Summer of ’42

Theater patrons of a certain age will remember Herman Raucher’s slightly scandalous film from 1971, a memoir of sexual awakening and the loss of of a certain kind of innocence. On a New England summer resort island, a stripling teenager (Hermie) becomes infatuated with a young woman (Dorothy) whose new husband has just been called away to war service in the Pacific. In the end, Hermie gets what he wants, but not at all in the way that he imagined it.

Raucher’s sea-breezed bit of sentimentality transfers to the Bethesda stage, and picks up a musical score along the way.
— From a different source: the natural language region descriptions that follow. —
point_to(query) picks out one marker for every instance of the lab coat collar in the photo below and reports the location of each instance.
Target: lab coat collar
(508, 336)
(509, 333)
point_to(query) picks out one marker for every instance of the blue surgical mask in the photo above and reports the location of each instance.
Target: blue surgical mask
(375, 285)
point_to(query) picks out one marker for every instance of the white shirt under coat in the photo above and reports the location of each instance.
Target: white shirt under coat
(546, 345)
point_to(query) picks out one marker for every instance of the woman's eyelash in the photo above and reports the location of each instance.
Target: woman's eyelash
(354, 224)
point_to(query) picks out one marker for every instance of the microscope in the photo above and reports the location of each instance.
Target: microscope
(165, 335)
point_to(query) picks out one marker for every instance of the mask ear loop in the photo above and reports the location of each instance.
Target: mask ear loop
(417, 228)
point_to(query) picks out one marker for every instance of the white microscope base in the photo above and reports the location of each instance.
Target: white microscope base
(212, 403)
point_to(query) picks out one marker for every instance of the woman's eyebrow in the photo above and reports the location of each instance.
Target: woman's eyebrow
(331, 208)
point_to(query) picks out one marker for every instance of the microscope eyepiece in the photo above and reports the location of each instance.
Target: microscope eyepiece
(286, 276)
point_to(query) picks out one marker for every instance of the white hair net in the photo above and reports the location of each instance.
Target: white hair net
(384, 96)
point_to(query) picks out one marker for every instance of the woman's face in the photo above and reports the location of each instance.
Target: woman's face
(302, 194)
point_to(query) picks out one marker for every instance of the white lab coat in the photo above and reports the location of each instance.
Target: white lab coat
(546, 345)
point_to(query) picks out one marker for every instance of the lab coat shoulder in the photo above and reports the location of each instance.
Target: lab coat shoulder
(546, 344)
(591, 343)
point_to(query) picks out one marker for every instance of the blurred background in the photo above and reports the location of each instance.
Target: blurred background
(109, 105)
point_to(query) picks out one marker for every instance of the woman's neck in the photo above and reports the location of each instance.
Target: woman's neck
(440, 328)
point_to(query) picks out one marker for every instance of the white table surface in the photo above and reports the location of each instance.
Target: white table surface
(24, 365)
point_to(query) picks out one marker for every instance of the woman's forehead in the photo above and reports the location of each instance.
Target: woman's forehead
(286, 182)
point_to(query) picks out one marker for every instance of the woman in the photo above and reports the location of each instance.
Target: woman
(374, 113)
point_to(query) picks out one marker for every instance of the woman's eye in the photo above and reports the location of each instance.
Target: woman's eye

Hermie (Ryan Nealy) is appropriately gawky, and Dorothy (Nancy Snow) is bemused, but the play gets its oomph from Michael Vitaly Sazonov’s spring-loaded portrayal of Hermie’s friend Oscy, a hormone-charged adolescent with his older brother’s sex manual.

Harmonies of the period make their appearance in the unmemorable songs, which are not well served by aggressive micing of the vocalists.

  • Summer of ’42, book by Hunter Foster, music and lyrics by David Kirshenbaum, based on the novel and screenplay by Herman Raucher, directed by Meredith McDonough, Round House Theatre, Bethesda, Md.